Dr. Kets de Vries, a clinical professor of leadership development at INSEAD in Fontainebleau, France, who holds a doctorate in management and is a psychiatrist, places Shaka on the couch, analyzing his “inner theatre” from a safe distance of some 200 years, across cultures, and without a single direct quote or written word from the analysand himself. It turns out Shaka had an absent father, an overbearing mother, and a childhood filled with humiliation. Well, no wonder! Hence, Dr. Kets de Vries’s diagnosis: Shaka had an advanced case of “psychopathology Rex,” characterized by “reactive narcissism” (the worst kind), megalomania, a Monte Cristo complex (insatiable desire for revenge), egotism, and “deep-seated feelings of inferiority.”
One might wonder why an executive should care about all this.

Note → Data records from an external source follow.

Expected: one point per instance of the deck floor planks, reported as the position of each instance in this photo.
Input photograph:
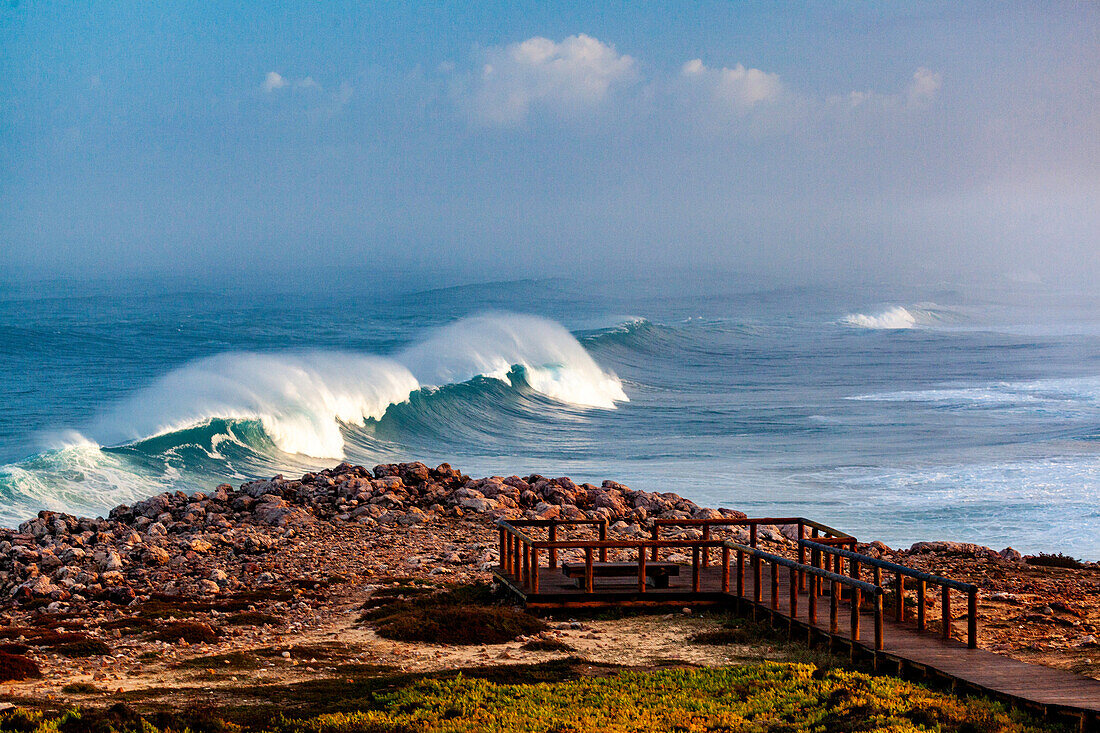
(979, 667)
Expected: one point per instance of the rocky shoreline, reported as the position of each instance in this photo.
(130, 601)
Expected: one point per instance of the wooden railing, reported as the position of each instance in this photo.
(799, 571)
(519, 553)
(827, 548)
(817, 532)
(857, 560)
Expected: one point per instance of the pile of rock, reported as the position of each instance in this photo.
(191, 539)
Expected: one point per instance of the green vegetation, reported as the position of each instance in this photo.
(547, 645)
(766, 697)
(15, 667)
(1058, 560)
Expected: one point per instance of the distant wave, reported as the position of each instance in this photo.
(1069, 397)
(899, 317)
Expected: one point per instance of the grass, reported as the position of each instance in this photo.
(464, 614)
(564, 699)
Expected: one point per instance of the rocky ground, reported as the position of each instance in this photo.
(183, 595)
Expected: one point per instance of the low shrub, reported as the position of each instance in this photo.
(14, 667)
(1058, 560)
(253, 619)
(80, 688)
(459, 624)
(84, 647)
(765, 697)
(547, 645)
(193, 632)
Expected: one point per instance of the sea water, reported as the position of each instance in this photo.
(909, 413)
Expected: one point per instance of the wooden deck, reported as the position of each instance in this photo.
(1054, 693)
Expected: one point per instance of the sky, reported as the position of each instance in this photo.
(835, 141)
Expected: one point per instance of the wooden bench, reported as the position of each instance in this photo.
(659, 572)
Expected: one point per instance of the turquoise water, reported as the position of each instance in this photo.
(901, 414)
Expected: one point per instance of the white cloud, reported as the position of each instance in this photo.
(567, 77)
(924, 87)
(273, 80)
(739, 87)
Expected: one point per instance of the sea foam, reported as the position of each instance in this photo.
(303, 398)
(891, 318)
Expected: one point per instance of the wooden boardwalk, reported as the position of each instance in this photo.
(1054, 693)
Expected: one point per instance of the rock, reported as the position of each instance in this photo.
(199, 545)
(480, 505)
(39, 587)
(274, 511)
(108, 560)
(257, 489)
(942, 547)
(208, 587)
(155, 556)
(121, 595)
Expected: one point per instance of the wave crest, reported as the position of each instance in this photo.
(303, 398)
(890, 319)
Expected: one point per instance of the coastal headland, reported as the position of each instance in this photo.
(279, 592)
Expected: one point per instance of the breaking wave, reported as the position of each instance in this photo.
(899, 317)
(235, 414)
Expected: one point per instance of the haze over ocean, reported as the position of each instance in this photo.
(909, 414)
(828, 259)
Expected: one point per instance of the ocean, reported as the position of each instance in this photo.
(900, 413)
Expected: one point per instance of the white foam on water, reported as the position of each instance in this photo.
(894, 318)
(303, 398)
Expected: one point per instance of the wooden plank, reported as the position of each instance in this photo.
(983, 670)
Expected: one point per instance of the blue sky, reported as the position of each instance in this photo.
(825, 140)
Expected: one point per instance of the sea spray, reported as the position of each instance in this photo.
(235, 414)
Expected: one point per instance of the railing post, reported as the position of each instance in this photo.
(527, 565)
(971, 632)
(794, 578)
(725, 569)
(740, 573)
(553, 538)
(922, 587)
(834, 608)
(814, 582)
(900, 586)
(774, 586)
(802, 555)
(856, 598)
(946, 611)
(878, 621)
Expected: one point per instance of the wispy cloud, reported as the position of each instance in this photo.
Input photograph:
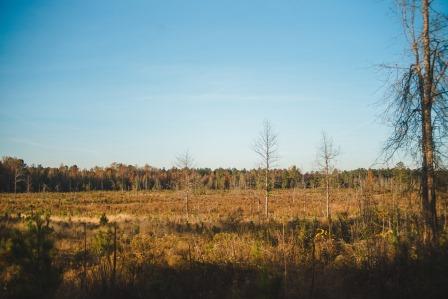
(50, 147)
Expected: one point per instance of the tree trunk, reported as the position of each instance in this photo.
(266, 194)
(428, 187)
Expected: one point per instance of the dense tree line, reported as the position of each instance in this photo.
(17, 176)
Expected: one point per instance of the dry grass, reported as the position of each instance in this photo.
(225, 239)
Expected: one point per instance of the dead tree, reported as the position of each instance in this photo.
(266, 146)
(185, 163)
(326, 156)
(418, 101)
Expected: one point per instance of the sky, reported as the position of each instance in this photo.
(94, 82)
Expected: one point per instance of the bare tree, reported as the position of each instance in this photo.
(418, 101)
(185, 163)
(326, 158)
(266, 146)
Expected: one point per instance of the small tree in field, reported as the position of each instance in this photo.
(266, 147)
(185, 163)
(327, 155)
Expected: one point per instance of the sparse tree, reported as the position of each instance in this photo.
(185, 163)
(418, 106)
(326, 156)
(266, 146)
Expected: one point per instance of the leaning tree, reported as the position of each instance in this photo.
(418, 100)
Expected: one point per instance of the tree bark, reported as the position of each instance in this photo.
(428, 187)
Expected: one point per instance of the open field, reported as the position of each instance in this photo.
(225, 248)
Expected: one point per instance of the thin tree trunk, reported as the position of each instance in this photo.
(428, 188)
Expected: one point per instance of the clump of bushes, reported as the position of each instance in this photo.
(27, 269)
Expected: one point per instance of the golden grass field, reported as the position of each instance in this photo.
(225, 248)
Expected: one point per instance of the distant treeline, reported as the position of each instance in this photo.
(16, 176)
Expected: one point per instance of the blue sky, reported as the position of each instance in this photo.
(93, 82)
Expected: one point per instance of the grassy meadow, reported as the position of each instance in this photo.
(144, 245)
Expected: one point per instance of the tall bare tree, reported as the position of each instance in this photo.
(266, 146)
(185, 162)
(418, 106)
(326, 158)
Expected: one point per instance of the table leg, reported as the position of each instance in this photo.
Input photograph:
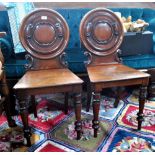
(96, 107)
(142, 99)
(34, 107)
(89, 94)
(78, 107)
(66, 103)
(24, 117)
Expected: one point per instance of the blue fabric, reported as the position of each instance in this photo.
(144, 61)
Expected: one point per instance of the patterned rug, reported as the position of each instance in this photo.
(53, 131)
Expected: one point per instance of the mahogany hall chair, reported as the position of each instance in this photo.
(101, 33)
(44, 34)
(5, 103)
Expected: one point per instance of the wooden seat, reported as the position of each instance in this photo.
(5, 103)
(44, 34)
(113, 73)
(47, 78)
(101, 32)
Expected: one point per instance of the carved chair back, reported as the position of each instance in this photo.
(101, 32)
(44, 34)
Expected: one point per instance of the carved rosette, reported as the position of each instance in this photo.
(44, 33)
(101, 31)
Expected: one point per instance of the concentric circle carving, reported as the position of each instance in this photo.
(44, 33)
(101, 31)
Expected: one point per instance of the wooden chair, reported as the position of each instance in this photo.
(101, 32)
(44, 34)
(5, 103)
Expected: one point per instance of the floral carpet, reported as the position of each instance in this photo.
(53, 131)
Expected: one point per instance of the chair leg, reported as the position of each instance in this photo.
(24, 117)
(96, 108)
(34, 105)
(89, 94)
(78, 107)
(7, 105)
(118, 97)
(142, 98)
(66, 103)
(11, 122)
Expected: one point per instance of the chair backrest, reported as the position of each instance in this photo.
(101, 32)
(44, 34)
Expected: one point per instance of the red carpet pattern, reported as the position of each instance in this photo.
(53, 131)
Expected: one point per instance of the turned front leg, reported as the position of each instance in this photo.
(142, 99)
(78, 107)
(24, 117)
(96, 108)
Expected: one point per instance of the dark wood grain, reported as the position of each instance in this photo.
(103, 67)
(6, 103)
(44, 34)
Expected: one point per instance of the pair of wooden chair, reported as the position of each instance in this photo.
(44, 34)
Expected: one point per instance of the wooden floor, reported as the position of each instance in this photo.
(94, 4)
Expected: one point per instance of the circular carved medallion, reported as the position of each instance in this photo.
(44, 33)
(101, 31)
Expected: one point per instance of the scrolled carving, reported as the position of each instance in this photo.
(30, 60)
(62, 59)
(116, 32)
(59, 28)
(89, 56)
(88, 29)
(29, 31)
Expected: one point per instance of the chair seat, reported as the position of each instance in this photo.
(113, 72)
(47, 78)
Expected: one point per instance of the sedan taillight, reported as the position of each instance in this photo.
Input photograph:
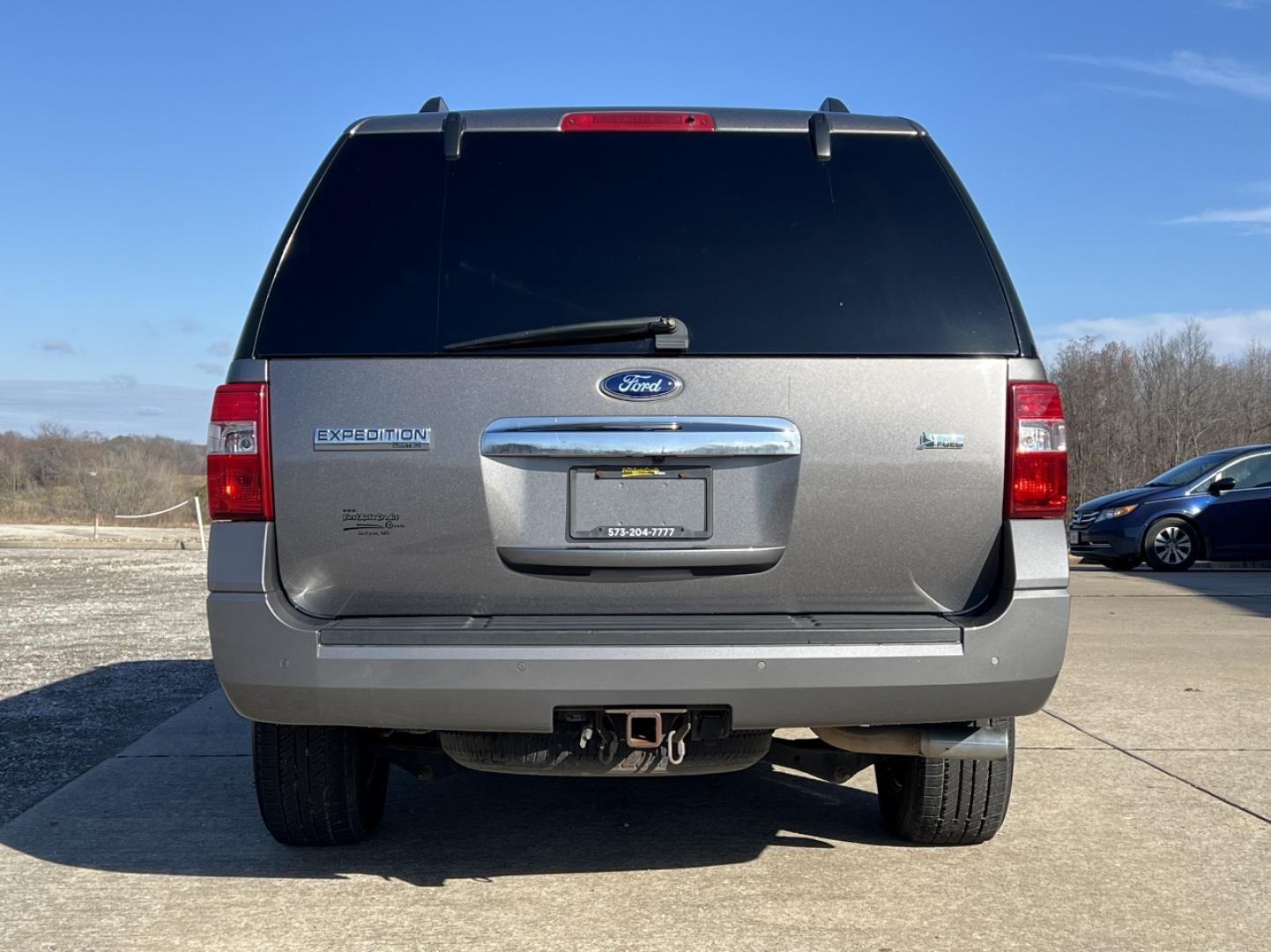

But here’s where it gets interesting: Dr. Kets de Vries tells us that “studies of human behavior indicate that the disposition to violence exists in all of us; everyone has a Shaka Zulu in the attic.” If so, you won’t catch me going up there. The author says his purpose in telling the tale of Shaka is not to give readers historical enlightenment but, instead, to help them learn more “about people who engage in ruthlessly abrasive behavior in the workplace.” To that end, he describes his INSEAD leadership seminar designed “to make the senior executives who participate aware of how their behavior and actions affect others.” In the book, he attempts to draw business “lessons in leadership” on the basis of Shaka’s nasty behavior. Unfortunately, the links he draws between Shaka’s behavior and those lessons (“Promote Entrepreneurship,” “Set a Good Example”) are tenuous at best. For that we should give thanks. After all, there are few murderous despots in corporate leadership today. The problem, in fact, is that there are too many petty tyrants in the mold of Coach Fitz. But Dr. Kets de Vries doesn’t bother with such small potatoes.
Although you won’t learn much about business leadership reading this book, you will definitely pick up some neat anthropological tidbits to share over cocktails: Did you know that every Zulu king once was served by “a royal anus-wiper, whose duty it was to hide the royal stool so that evildoers could not take possession of it”? Now, that’s an executive perk worth writing home about.